Als Stille entstand -Dilay und Besim hatten miteinander über Belangloses gesprochen, damit die Stille nicht ohrenbetäubend laut wurde- sah ich auf. Alle Blicke lagen auf mir.
"Ist was?", fragte ich unsicher.
"Hat dir wohl nicht geschmeckt", kommentierte Besim auf den Teller deutend. Mein Blick glitt auf meinen Teller, wo das Omelett ungerührt rumstand, danach blickte ich auf die Teller der anderen, sie hatten schon zu Ende gegessen, während ich lediglich in meinem Teller herumgestochert hatte.
"Doch war lecker, aber ich habe keinen allzu großen Hunger." Was für eine Lüge! Denn das Omelett hatte ich nicht mal probiert.
"Ich verstehe", piesackte mich Besim. Leicht lächelte ich.
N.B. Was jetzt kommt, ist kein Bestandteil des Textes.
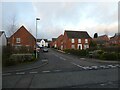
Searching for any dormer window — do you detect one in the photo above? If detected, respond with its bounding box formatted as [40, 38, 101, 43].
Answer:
[85, 39, 88, 43]
[16, 38, 21, 43]
[71, 39, 75, 43]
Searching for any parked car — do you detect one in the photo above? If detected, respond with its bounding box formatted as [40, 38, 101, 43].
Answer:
[43, 47, 48, 52]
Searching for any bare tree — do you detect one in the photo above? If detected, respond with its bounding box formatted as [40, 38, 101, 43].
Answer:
[7, 14, 17, 36]
[104, 29, 108, 35]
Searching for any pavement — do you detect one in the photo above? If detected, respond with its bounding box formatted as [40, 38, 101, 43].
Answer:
[2, 49, 120, 88]
[53, 49, 120, 64]
[2, 51, 48, 73]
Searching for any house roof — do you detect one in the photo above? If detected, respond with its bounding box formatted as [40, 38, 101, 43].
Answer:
[65, 30, 91, 38]
[0, 31, 4, 37]
[52, 38, 57, 41]
[10, 25, 35, 39]
[37, 39, 48, 42]
[96, 35, 109, 41]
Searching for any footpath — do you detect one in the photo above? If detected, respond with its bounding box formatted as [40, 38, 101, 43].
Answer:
[2, 51, 48, 73]
[55, 50, 120, 64]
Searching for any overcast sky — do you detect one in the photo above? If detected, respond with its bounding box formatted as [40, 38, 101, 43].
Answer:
[2, 2, 118, 39]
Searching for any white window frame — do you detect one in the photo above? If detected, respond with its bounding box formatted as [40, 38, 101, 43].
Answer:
[16, 38, 21, 43]
[78, 39, 81, 43]
[84, 44, 89, 49]
[71, 44, 75, 49]
[71, 38, 75, 43]
[85, 39, 88, 43]
[77, 44, 82, 50]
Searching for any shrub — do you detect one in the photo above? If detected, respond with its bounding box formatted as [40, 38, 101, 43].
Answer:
[100, 52, 118, 60]
[64, 49, 88, 56]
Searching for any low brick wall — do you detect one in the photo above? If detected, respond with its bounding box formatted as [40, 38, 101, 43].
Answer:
[10, 54, 33, 62]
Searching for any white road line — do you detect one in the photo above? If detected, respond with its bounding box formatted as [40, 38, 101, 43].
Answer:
[80, 58, 85, 60]
[100, 65, 109, 68]
[29, 72, 38, 74]
[2, 73, 11, 76]
[60, 57, 66, 60]
[53, 70, 61, 72]
[108, 65, 116, 68]
[42, 59, 48, 62]
[16, 72, 25, 75]
[115, 64, 120, 67]
[42, 71, 50, 73]
[100, 83, 105, 86]
[82, 66, 92, 70]
[91, 66, 98, 69]
[55, 54, 58, 57]
[71, 62, 83, 68]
"Ich bin nicht Dilay, werde mich auf deine Provokation nicht einlassen." So konnte man aus Dilay ihre stille Wut herausziehen. Normalerweise zeigte sie ihre Wut immer offen, doch wenn ihre Wut sehr tief war, hielt sie sie still, damit sie nicht andere damit verbrannte. Doch allein durch eine kleine Provokation konnte man selbst diese stille Wut aus ihr rauskitzeln. Etwas was bei mir nicht klappte, dafür fraß ich alles viel zu sehr in mich rein."Habe ich bemerkt, ist ja langweilig", kommentierte Besim die Situation.
"Also geht es immer nur darum, dass du Spaß an der Sache hast und nicht darum, dass ich meiner Wut freien Lauf lasse?"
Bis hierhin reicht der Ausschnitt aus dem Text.